Em entrevista ao jornal Courrier International, Françoise Choay* falou da reabilitação urbana dos
bairros históricos de Lisboa.

A Utopia de hoje é reencontrar o sentido do lugar

Para Françoise Choay, especialista de urbanismo, o sentido utópico não está morto. Não se trata já
de construir cidades imaginárias, mas de se reapropriar dos locais de vida, e do património. Para
inventar uma nova sociedade.

Na era da mundialização pode imaginar-se ainda uma utopia?


Françoise Choay – Não, se entendermos por utopia um estabelecimento fictício e fantástico, criado
pelo imaginário da técnica. Na verdade, pela primeira vez depois de Cyrano de Bergerac, com as
suas viagens na lua, ou então Henri-Jules Borie, com as suas pistas de aterragem sobre os imóveis
de Paris, ou então, mais perto de nós, o grupo Archigram, com a Plug-in-City, a cidade que
iluminamos como uma lâmpada, a realidade ultrapassa a ficção. Em menos de cinquenta anos, a
electrónica e a telemática introduziram – com as memórias artificiais, as redes de transporte de
energia, os fluídos, a informação e as pessoas – uma revolução no nosso meio e nos nossos
comportamentos sem equivalente depois da sedentarização da nossa espécie.

Eis-nos então libertos dos preconceitos ancestrais próprios do género Homo sapiens sapiens: os
limites da nossa memória, a localização no espaço, a duração, as comunidades carnais e enraizadas,
às quais se substituem as comunidades virtuais da Internet. É o advento do Homo protheticus, o
homem das próteses, que Freud anunciava. Contudo, o lugar fica aberto às distopias, quer dizer, à
imaginação das catástrofes sociais susceptíveis de serem provocadas pelos fabulosos avanços
técnicos, a exemplo das descrições de Aldous Huxley no seu Admirável Mundo Novo. Penso, no
entanto, que a utopia no sentido original de Thomas More, continua não só possível, mas
necessária.

No entanto, More propunha uma cidade modelo, enquanto que a cidade de hoje está em vias
de desaparecimento
Certamente. A generalização do planeamento do nosso planeta por redes técnicas cada vez mais
activas marca o começo duma urbanização difusa e sem espartilhos físicos. Não são só as periferias
das cidades que se desenvolvem indefinidamente, como tornou-se possível estabelecer-se em
qualquer lugar, apoiando-se nas redes.

Esta lógica do apoio, signo do desaparecimento progressivo das diferenças entre cidades e campo,
em proveito de uma civilização mundial que pode chamar-se civilização do urbano...
Voltando a More, na utopia que ele nos legou (como em todas as que se seguiram até hoje),
encontra-se uma estrutura tripartida: a utopia fundamenta-se na crítica duma sociedade existente,
julgada má; propõe o estabelecimento de uma sociedade boa, que se lhe opõe ponto por ponto; e a
passagem da primeira à segunda exige a concepção de um espaço modelo construído (não
necessariamente uma cidade) que será o suporte obrigatório das novas instituições.
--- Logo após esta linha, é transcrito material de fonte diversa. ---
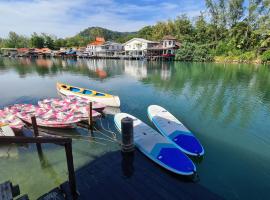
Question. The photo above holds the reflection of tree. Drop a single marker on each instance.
(97, 69)
(226, 92)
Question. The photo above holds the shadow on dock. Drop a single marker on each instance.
(116, 176)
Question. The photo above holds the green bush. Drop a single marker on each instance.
(202, 54)
(193, 52)
(248, 56)
(265, 56)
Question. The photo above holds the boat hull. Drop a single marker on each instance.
(108, 100)
(158, 148)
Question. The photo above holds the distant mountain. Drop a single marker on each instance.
(91, 33)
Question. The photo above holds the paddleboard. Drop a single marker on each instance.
(158, 148)
(174, 130)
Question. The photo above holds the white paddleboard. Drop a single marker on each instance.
(174, 130)
(158, 148)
Não estaremos nós a ser confrontados com um facto paradoxal? "Em utopia, quem conhece
uma cidade conhece todas" afirmava More. O modelo de estabelecimento geometrizado e
estandardizado que ele preconizava para reformar os homens não será comparável à grelha
mundial das nossas redes?
Na verdade, esta mundialização, longe de se ter tornado numa panaceia, provoca a crítica; de facto,
ela leva directamente à reflexão e ao comportamento únicos. Não só artificializa os humanos e os
seus modos de vida, mas conduz ao desperdício das energias naturais e às novas formas, até então
desconhecidas, de pobreza. More tomava pessoalmente esta crítica social da mundialização, mas a
sociedade em que vivia e que era aquela das pertenças locais, colocava problemas de pontos de
vista radicalmente opostos ao nossos.

No século XXI, já não estamos preocupados nem com o conteúdo da crítica, nem do projecto, e
ainda menos pela cidade modelo. No entanto, os três termos-chave da utopia – crítica social, suporte
espacial, projecto social – e a relação que os une conservam a sua inteira validade.

É inútil insistir sobre a crítica. Falemos antes sobre o espaço construído. A questão colocada por
uma utopia actual é a dos reencontros com a terra, com o mundo natural e concreto ao qual
pertencemos enquanto seres vivos. O que quer dizer reencontros corporais com os sítios, através de
uma construção articulada e diferenciada, para servir de suporte à identidade humana e societal,
uma vez que só poderemos tornar-nos cidadãos do mundo ou homem em pleno pela condição de
pertencermos a um lugar. Trata-se então de um retorno copérnico em relação ao espaço abstracto do
modelo de More. A necessidade deste retorno foi genialmente apercebida em 1884 por William
Morris, o grande crítico marxista da sociedade industrial, na sua utopia Novas de parte alguma onde
a vida modelo é de certa forma o retrato de Londres pré-industrial.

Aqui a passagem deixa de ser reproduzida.